Carbon fiber is 10 times stronger than steel and four times lighter, experts in the automotive industry say. Because of its high price, it has been used mostly on European supercars such as Ferrari and McLaren. But as prices fall, it's entering a more mass market on vehicles such as BMW's electric i3, which is predicted to sell 30,000 units annually.
Bilsing Automation North America Inc., the U.S. subsidiary of Bilsing Automation GmbH in Germany, is seeing and profiting from an opportunity for carbon fiber in the auto industry in a whole new way — with the material used in the frame system for automation equipment.
Bilsing, based in the Detroit suburb of Clinton Township, began offering carbon fiber on its systems in 2005, but the business has only just started to pick up, said Benjamin Pauzus Jr., general manager of Bilsing Automation North America.
Carbon fiber prices have dropped from $35 a pound in 2003 to $10-$15 today, according to estimates reported by Automotive News.
The supplier recently completed a project at Chrysler Group LLC's truck plant in Saltillo, Mexico, where 18 robots failed because of excessive vibration of the automation machine's heavy aluminum parts, Pauzus said.
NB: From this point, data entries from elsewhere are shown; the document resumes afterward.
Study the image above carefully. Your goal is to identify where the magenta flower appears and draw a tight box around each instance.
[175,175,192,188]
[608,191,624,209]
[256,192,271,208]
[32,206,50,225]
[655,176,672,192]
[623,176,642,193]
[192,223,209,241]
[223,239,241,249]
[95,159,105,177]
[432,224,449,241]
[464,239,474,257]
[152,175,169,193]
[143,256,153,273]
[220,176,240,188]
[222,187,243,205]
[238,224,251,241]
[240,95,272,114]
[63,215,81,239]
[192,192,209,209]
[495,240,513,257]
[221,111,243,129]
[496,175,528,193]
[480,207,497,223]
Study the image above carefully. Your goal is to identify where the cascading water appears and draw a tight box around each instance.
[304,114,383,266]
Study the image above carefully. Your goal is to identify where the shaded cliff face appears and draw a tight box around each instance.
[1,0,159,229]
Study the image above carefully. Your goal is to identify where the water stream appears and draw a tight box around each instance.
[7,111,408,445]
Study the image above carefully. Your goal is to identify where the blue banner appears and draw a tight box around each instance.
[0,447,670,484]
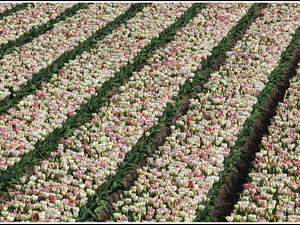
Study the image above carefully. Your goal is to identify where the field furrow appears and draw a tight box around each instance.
[0,3,90,61]
[228,64,300,222]
[105,3,300,222]
[0,3,28,22]
[0,2,299,223]
[0,3,131,101]
[0,3,250,222]
[0,3,75,46]
[0,2,195,222]
[0,2,199,200]
[0,3,189,174]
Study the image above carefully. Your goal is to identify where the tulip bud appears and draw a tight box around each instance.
[20,176,27,184]
[1,211,9,217]
[122,206,129,214]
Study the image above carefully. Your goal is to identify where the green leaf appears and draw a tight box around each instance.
[94,206,104,213]
[0,185,8,194]
[87,209,97,219]
[67,129,74,136]
[146,145,151,154]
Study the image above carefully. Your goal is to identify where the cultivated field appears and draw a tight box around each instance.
[0,2,299,222]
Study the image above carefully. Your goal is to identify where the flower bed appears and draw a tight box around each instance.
[0,3,131,101]
[0,2,299,223]
[0,2,251,222]
[0,3,74,46]
[0,2,199,199]
[106,3,300,222]
[0,2,193,222]
[0,3,190,172]
[0,3,18,14]
[227,65,300,222]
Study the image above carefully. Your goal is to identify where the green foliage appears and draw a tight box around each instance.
[0,3,89,60]
[76,3,209,222]
[0,3,32,24]
[0,3,90,114]
[195,4,300,222]
[1,1,300,223]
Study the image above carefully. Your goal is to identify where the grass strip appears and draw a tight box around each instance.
[0,3,142,115]
[0,3,148,192]
[0,3,30,21]
[195,23,300,222]
[0,3,89,60]
[76,3,266,222]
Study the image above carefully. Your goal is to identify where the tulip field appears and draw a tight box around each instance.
[0,2,299,223]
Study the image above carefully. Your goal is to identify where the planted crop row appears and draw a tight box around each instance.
[0,2,299,223]
[0,3,75,46]
[0,2,248,222]
[0,3,194,222]
[0,3,18,13]
[228,65,300,222]
[0,2,196,197]
[206,4,300,221]
[0,3,27,20]
[196,3,300,221]
[79,2,254,222]
[107,2,300,221]
[0,2,189,174]
[226,25,300,221]
[0,3,91,61]
[106,3,300,223]
[0,3,131,101]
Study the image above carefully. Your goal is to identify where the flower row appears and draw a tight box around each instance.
[0,3,190,172]
[0,2,18,14]
[0,3,75,46]
[108,3,300,222]
[0,2,250,222]
[0,3,131,101]
[228,65,300,222]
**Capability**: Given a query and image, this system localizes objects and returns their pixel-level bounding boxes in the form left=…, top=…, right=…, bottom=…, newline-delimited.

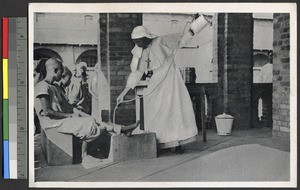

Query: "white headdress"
left=131, top=26, right=157, bottom=39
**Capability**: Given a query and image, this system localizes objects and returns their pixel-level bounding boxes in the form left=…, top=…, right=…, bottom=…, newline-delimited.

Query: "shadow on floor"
left=34, top=127, right=290, bottom=182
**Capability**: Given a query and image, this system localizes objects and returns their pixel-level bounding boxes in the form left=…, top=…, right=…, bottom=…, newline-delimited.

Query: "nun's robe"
left=126, top=33, right=198, bottom=149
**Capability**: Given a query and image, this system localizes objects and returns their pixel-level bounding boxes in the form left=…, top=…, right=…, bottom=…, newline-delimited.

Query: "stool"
left=108, top=132, right=157, bottom=162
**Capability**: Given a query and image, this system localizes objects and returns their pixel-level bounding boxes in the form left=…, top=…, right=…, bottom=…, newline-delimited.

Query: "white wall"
left=34, top=13, right=99, bottom=45
left=143, top=13, right=215, bottom=83
left=253, top=19, right=273, bottom=50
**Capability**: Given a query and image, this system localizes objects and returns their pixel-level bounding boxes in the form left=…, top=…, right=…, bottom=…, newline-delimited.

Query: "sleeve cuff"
left=113, top=125, right=122, bottom=134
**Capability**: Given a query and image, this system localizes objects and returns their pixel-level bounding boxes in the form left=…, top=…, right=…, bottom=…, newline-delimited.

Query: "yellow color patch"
left=3, top=59, right=8, bottom=99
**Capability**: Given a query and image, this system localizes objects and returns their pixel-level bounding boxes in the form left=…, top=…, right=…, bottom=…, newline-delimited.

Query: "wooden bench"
left=41, top=127, right=82, bottom=166
left=41, top=127, right=157, bottom=166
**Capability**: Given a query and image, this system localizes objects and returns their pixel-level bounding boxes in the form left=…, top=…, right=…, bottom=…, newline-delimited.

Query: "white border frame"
left=28, top=3, right=297, bottom=188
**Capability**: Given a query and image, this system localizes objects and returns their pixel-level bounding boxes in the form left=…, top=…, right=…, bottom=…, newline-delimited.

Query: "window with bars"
left=76, top=49, right=97, bottom=68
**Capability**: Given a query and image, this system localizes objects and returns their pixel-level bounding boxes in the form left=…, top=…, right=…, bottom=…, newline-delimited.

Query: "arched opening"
left=253, top=53, right=269, bottom=67
left=34, top=48, right=63, bottom=62
left=253, top=52, right=270, bottom=83
left=75, top=49, right=97, bottom=68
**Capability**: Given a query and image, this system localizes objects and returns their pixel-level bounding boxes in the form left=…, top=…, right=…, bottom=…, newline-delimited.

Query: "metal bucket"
left=215, top=113, right=234, bottom=136
left=179, top=67, right=196, bottom=84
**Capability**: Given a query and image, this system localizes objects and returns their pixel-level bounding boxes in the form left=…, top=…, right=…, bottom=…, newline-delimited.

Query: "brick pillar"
left=100, top=13, right=142, bottom=125
left=215, top=13, right=253, bottom=129
left=272, top=13, right=290, bottom=139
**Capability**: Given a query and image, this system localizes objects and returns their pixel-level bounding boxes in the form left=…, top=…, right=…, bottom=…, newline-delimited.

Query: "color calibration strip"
left=2, top=17, right=27, bottom=179
left=8, top=18, right=18, bottom=179
left=2, top=17, right=10, bottom=179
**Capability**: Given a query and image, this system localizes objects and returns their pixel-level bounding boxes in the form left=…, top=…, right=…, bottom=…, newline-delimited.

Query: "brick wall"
left=100, top=13, right=142, bottom=125
left=215, top=13, right=253, bottom=129
left=272, top=13, right=290, bottom=139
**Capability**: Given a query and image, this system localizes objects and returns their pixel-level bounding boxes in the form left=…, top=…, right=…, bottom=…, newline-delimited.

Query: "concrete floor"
left=34, top=127, right=290, bottom=182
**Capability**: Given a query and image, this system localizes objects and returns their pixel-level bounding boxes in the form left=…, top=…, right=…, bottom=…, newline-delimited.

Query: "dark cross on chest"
left=145, top=57, right=151, bottom=69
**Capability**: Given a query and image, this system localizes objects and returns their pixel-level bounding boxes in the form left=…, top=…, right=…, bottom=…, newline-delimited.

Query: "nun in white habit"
left=117, top=15, right=212, bottom=154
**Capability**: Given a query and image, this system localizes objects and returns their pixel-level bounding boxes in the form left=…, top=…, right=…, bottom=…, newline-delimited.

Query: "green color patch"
left=3, top=100, right=9, bottom=140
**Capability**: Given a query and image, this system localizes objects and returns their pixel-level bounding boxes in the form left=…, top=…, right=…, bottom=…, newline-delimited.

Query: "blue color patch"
left=3, top=140, right=10, bottom=179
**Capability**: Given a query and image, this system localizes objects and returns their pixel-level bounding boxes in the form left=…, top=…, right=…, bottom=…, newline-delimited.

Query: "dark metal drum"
left=179, top=67, right=196, bottom=84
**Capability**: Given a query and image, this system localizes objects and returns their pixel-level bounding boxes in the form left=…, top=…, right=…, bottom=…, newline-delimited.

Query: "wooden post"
left=200, top=86, right=207, bottom=142
left=140, top=96, right=144, bottom=130
left=223, top=13, right=228, bottom=113
left=97, top=13, right=102, bottom=122
left=195, top=94, right=201, bottom=131
left=135, top=88, right=140, bottom=126
left=106, top=13, right=111, bottom=122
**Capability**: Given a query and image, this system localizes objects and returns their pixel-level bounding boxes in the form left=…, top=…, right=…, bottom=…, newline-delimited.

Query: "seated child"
left=54, top=66, right=76, bottom=113
left=35, top=58, right=139, bottom=165
left=34, top=58, right=47, bottom=86
left=34, top=58, right=47, bottom=134
left=55, top=66, right=72, bottom=98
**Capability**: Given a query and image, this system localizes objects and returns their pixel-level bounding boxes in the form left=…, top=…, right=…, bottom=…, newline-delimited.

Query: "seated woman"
left=35, top=58, right=139, bottom=165
left=67, top=62, right=92, bottom=115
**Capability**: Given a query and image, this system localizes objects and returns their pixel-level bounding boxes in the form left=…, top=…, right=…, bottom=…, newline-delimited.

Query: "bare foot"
left=174, top=146, right=184, bottom=155
left=121, top=121, right=140, bottom=137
Bilsing designed a carbon fiber frame for the machines, which cut the tool's weight to 636 pounds from more than 1,200. The lighter weight made it possible for the robots to meet requirements for speed and positioning and smoothed out their operation. Without carbon fiber, the carmaker would have needed to invest in larger, more expensive robots.
"The material cost is 4.5 times more than steel, but they would have had to double the size of their existing robots to handle the inertia," Pauzus said. "Using carbon fiber, they also reduced wear time of the machines by a third."
Despite the high upfront costs of carbon fiber, Pauzus said, customers are seeing long-term savings. Chrysler saved roughly $2.7 million by retrofitting robots with carbon fiber as opposed to buying new machines, Pauzus said.
Bilsing created several videos for its customers about the benefits of carbon fiber and its abilities, which is moving the needle for smaller customers, he said.
"We've had to do some myth-busting for our customers — burn it, crush it, to show them how it will react compared to aluminum or steel," Pauzus said. "As we educate them more, we'll see more and more moving toward carbon fiber over tradition materials."